Last April, BP agreed with a group of individual claimants to pay them for economic damages caused by the spill. The company estimated that settlement would cost it $7.8 billion.
But those cost estimates have recently jumped to $8.5 billion, and the company is starting to challenge the way the court's independent claims administrator is interpreting the settlement.
In October, BP asked administrator Patrick Juneau to more critically analyze whether losses in industries with fluctuating revenues such as farming, construction and legal services were really due to the spill. And Juneau responded by putting out a detailed policy on how to determine 'variable profits' for claimants in 143 different industries.
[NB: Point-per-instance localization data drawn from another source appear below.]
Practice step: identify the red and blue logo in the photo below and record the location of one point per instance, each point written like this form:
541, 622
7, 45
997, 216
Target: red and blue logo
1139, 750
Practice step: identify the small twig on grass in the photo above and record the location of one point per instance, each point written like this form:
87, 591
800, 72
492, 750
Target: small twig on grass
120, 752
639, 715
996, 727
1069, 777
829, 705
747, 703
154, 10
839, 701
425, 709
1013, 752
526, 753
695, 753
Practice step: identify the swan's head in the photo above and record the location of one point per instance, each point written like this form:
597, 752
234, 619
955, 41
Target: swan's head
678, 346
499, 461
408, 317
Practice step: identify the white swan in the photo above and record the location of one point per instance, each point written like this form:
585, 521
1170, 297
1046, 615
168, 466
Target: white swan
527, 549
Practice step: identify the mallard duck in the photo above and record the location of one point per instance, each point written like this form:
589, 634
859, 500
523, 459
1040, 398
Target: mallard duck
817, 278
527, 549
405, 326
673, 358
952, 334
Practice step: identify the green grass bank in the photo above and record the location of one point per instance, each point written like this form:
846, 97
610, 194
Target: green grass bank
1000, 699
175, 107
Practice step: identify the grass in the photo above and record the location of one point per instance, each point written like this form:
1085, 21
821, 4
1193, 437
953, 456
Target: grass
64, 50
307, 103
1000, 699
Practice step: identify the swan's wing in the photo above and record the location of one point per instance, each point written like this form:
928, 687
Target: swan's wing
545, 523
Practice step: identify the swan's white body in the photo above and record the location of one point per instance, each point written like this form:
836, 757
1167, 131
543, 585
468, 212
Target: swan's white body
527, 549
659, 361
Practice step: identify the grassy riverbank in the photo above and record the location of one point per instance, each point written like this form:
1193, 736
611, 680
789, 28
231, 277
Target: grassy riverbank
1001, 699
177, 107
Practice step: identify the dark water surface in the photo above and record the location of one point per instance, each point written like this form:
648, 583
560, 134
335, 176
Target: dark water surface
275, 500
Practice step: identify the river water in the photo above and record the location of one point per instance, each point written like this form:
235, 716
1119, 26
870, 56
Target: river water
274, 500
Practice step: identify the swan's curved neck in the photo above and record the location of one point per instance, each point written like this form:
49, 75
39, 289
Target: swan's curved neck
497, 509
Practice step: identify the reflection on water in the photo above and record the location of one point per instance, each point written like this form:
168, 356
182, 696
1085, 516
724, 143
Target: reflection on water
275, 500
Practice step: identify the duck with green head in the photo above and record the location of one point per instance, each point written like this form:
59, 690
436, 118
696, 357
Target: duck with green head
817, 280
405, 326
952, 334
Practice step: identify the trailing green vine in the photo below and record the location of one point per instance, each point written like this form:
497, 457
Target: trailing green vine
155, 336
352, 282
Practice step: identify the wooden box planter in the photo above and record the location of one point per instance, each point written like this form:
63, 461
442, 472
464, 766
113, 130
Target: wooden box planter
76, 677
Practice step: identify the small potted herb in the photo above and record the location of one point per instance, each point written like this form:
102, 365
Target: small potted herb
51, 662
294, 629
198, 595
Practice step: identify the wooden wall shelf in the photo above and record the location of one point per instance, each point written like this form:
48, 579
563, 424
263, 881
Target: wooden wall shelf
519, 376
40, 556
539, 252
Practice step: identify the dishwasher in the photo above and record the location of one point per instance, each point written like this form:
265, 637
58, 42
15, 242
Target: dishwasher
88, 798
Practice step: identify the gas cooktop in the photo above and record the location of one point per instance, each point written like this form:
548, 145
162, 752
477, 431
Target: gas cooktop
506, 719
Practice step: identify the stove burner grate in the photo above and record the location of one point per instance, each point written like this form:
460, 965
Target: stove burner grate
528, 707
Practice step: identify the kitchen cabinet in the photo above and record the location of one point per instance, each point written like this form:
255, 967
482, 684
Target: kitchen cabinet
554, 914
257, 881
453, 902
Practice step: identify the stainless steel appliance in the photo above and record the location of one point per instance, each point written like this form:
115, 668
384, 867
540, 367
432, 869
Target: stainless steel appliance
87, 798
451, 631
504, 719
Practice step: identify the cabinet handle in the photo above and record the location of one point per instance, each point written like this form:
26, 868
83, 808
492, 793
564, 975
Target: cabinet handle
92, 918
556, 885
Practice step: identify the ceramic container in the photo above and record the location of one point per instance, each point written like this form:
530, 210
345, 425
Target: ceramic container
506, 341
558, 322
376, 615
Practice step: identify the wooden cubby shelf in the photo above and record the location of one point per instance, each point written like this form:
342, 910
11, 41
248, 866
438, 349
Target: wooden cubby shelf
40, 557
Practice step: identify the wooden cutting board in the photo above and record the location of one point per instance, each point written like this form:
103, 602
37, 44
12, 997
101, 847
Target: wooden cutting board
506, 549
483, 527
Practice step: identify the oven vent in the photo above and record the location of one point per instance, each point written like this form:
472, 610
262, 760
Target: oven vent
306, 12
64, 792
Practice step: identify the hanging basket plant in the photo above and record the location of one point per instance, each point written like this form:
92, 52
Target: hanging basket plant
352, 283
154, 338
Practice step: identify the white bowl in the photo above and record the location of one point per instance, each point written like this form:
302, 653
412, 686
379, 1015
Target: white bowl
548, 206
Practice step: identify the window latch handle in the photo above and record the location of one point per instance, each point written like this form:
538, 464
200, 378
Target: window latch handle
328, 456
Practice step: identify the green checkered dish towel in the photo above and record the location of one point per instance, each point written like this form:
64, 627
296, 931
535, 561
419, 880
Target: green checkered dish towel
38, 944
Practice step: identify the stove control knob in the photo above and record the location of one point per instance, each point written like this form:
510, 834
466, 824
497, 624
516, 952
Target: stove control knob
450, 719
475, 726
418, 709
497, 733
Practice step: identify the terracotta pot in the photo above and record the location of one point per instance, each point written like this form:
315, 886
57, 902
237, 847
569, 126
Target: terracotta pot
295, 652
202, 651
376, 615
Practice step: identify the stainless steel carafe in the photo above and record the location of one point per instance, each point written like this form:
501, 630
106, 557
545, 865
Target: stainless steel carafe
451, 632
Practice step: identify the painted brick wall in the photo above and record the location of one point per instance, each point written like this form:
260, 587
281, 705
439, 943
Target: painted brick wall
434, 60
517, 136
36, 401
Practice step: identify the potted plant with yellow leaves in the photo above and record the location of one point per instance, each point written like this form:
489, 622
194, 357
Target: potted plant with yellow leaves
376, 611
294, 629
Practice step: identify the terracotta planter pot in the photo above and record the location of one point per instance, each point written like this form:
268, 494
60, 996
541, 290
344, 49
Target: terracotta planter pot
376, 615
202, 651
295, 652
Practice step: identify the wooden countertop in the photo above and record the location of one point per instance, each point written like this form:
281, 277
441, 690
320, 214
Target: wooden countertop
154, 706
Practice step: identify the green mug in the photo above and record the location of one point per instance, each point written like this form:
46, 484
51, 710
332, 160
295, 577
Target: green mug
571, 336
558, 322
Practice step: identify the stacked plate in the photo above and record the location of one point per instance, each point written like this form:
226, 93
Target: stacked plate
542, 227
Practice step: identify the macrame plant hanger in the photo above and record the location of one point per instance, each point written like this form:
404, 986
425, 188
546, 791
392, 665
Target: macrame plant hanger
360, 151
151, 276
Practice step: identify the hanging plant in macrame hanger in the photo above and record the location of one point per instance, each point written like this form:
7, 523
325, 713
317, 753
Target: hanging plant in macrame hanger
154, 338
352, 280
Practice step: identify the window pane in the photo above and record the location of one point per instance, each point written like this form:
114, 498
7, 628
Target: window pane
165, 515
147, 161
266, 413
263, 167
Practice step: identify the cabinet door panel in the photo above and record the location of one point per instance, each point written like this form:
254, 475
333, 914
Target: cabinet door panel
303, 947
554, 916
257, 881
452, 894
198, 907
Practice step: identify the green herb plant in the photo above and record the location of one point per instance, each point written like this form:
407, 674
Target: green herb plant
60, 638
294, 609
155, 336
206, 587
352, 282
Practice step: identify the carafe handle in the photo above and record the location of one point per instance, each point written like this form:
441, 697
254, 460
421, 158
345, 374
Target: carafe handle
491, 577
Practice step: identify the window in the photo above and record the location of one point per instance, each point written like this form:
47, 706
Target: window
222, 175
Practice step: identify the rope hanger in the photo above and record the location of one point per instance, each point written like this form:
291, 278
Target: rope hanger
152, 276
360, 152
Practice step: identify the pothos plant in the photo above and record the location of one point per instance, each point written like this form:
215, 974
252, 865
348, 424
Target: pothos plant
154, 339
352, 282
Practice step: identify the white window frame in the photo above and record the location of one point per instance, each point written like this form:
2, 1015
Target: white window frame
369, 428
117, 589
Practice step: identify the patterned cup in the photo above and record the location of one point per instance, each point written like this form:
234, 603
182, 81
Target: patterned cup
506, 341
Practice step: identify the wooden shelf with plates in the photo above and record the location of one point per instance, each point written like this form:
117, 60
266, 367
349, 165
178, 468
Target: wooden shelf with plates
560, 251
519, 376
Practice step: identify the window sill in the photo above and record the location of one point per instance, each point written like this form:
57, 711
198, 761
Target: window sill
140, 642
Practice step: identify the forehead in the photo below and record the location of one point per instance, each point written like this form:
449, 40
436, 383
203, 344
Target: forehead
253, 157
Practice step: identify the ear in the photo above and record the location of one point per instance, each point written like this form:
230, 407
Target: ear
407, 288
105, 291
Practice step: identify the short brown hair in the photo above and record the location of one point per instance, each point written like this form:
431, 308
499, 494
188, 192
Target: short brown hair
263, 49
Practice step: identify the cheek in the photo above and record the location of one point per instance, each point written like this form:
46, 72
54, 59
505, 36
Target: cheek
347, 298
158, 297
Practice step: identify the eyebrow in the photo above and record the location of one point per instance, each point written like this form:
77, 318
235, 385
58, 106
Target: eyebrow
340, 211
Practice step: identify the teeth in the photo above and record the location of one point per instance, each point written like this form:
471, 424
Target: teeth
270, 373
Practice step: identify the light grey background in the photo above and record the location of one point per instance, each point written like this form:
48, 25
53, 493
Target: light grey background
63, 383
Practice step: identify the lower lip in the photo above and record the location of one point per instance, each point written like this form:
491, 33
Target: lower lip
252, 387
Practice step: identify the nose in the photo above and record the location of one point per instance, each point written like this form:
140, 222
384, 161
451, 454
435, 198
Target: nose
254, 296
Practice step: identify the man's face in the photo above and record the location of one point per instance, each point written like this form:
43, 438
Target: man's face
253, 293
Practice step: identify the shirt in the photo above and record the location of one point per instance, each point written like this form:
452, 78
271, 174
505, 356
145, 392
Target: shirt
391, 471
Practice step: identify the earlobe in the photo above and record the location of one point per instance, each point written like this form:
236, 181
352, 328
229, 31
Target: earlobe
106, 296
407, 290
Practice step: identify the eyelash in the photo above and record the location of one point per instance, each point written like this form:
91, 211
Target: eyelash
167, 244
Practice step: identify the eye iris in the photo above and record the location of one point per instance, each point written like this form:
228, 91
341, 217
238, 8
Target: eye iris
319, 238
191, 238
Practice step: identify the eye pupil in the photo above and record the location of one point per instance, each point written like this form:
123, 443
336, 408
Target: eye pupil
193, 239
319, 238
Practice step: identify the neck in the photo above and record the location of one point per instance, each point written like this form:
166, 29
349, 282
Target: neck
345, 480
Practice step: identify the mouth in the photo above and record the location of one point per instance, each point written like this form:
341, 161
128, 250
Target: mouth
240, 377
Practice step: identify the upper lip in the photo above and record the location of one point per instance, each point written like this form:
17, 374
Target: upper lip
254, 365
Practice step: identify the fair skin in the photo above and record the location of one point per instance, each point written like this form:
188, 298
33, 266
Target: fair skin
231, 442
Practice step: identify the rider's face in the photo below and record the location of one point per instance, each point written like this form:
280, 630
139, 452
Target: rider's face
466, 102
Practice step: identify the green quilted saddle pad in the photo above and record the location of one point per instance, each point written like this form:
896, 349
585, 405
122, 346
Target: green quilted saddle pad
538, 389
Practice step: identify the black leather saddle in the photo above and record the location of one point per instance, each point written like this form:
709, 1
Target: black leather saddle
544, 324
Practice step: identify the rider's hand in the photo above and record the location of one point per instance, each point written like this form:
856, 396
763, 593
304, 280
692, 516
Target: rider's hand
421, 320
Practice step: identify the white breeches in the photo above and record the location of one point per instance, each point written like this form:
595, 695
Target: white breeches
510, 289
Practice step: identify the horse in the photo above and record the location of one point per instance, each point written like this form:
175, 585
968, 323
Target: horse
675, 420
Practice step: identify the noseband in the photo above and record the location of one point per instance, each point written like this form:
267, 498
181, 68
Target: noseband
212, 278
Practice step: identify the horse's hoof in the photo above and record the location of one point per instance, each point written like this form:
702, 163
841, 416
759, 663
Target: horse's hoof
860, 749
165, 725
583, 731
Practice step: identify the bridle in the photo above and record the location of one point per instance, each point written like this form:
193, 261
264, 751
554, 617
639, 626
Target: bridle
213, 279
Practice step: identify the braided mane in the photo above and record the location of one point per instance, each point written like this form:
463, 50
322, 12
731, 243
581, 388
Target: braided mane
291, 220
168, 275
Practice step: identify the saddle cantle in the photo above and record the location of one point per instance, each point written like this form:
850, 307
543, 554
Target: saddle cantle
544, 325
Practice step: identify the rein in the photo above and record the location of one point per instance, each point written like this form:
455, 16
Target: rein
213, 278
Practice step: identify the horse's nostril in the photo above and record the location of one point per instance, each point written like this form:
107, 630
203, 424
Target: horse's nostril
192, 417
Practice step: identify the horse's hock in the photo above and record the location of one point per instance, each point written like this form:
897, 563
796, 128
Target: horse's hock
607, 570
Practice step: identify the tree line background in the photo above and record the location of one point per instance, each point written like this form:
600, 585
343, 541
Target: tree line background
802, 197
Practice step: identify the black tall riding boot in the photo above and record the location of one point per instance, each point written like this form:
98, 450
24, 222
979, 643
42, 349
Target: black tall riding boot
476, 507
U.S. District Judge Carl Barbier, who formally approved the class-action settlement in December, upheld Juneau's interpretation last month. In essence, Barbier said that once the claimants establish a loss because of the spill, their claim is calculated based on a formula and is not subject to any further analysis of which parts of their loss were from the spill and which parts weren't.
But BP has asked Barbier to reconsider twice. And earlier this month, emails went out to plaintiffs' lawyers informing them that all Business Economic Loss claims in the categories of agriculture, construction and professional services have been put on hold.
Juneau confirmed that he has not been able to pay any of those claims since the dispute was raised last year. There could be more than 20,000 such claims, according to the latest payment statistics.